Crises alimentaires : l’ONU met en garde 16 pays en danger de famine

Crises alimentaires : l’ONU met en garde 16 pays en danger de famine

Crises alimentaires : l’ONU tire la sonnette d’alarme sur 16 zones critiques

L’Organisation des Nations unies (ONU) alerte sur l’aggravation dramatique de l’insécurité alimentaire dans 16 zones critiques à travers le monde. Dans un rapport conjoint, la FAO (Organisation des Nations unies pour l’alimentation et l’agriculture) et le PAM (Programme alimentaire mondial) révèlent une situation alarmante où des millions de personnes supplémentaires pourraient basculer dans la famine ou s’en approcher dangereusement.

Haïti, Mali, Palestine, Soudan… les pays les plus exposés

Parmi les nations les plus touchées figurent Haïti, le Mali, la Palestine, le Soudan du Sud, le Soudan et le Yémen. Ces pays sont confrontés à un risque imminent de famine catastrophique, selon les deux organisations onusiennes. Le rapport souligne que les populations de ces régions subissent des conditions de vie extrêmes, aggravées par des conflits persistants et des crises économiques profondes.

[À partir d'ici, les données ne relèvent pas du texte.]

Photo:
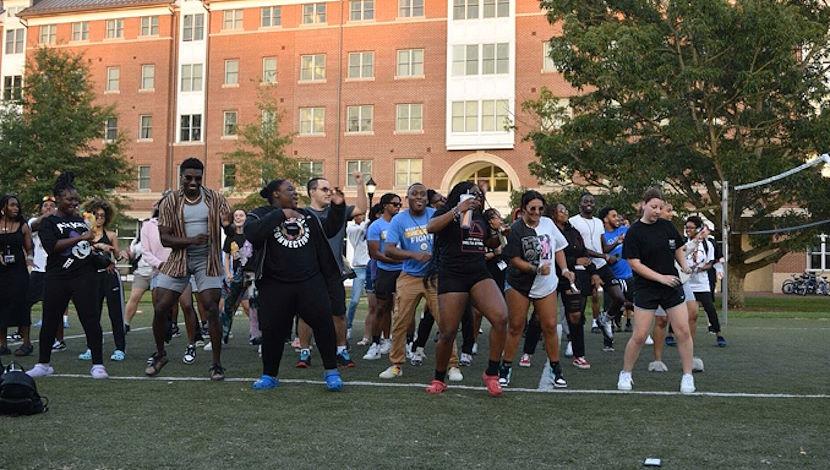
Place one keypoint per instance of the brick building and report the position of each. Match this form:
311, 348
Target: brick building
402, 90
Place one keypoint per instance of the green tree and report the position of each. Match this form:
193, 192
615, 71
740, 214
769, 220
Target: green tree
686, 95
260, 154
56, 127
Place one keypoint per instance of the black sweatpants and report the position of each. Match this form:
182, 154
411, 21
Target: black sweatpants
82, 290
278, 303
705, 299
110, 289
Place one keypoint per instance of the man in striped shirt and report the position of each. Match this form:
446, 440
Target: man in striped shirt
190, 221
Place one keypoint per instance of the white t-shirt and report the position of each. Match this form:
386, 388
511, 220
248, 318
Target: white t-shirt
591, 231
697, 255
356, 233
39, 263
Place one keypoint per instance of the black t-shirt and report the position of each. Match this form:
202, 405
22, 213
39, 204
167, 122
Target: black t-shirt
461, 251
291, 255
73, 261
233, 243
654, 245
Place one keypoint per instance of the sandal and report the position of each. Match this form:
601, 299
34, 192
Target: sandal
24, 350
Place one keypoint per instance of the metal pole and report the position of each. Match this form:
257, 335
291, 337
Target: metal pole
724, 220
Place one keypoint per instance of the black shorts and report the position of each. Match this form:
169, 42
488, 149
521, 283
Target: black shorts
452, 282
651, 297
385, 283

Autres zones sous haute tension

L’Afghanistan, la République démocratique du Congo, la Birmanie, le Nigeria, la Somalie et la Syrie sont également classés en situation « très préoccupante ». Le Burkina Faso, le Tchad, le Kenya et les réfugiés rohingyas au Bangladesh complètent cette liste noire des zones critiques.

Des causes multiples et un financement insuffisant

Les raisons de cette crise humanitaire sont multiples : conflits armés, chocs économiques, phénomènes météorologiques extrêmes et manque criant de financements. Les deux organismes de l’ONU basés à Rome expliquent que ces facteurs « exacerbent des conditions déjà désastreuses », rendant la situation encore plus ingérable.

Cindy McCain, directrice générale du PAM, a mis en garde : « Nous sommes au bord d’une catastrophe alimentaire totalement évitable qui menace de provoquer une famine généralisée dans de nombreux pays. Ne pas agir maintenant ne fera qu’aggraver l’instabilité. »

L’aide humanitaire au bord de l’effondrement

Le financement de l’aide humanitaire est « dangereusement insuffisant », alerte le rapport. Sur les 29 milliards de dollars nécessaires pour soutenir les populations vulnérables, seuls 10,5 milliards ont été collectés. Cette pénurie de fonds précipite l’aide alimentaire aux réfugiés vers un point de rupture.

Le PAM a dû réduire son assistance aux réfugiés et aux personnes déplacées, tandis que des programmes d’alimentation scolaire ont été suspendus dans certains pays. Par ailleurs, la FAO craint que les efforts pour protéger les moyens de subsistance agricoles ne soient compromis, mettant en péril les semences et les services de santé animale.

Qu Dongyu, directeur général de la FAO, a rappelé l’urgence d’agir : « La prévention de la famine n’est pas seulement un devoir moral – c’est un investissement judicieux pour la paix et la stabilité à long terme. »

Appel à une mobilisation urgente

Face à l’ampleur de la crise, les deux organisations appellent à une mobilisation internationale immédiate pour éviter une catastrophe humanitaire de grande envergure. Sans une augmentation significative des financements, des millions de vies seront menacées, et les conséquences pour la stabilité mondiale pourraient être dévastatrices.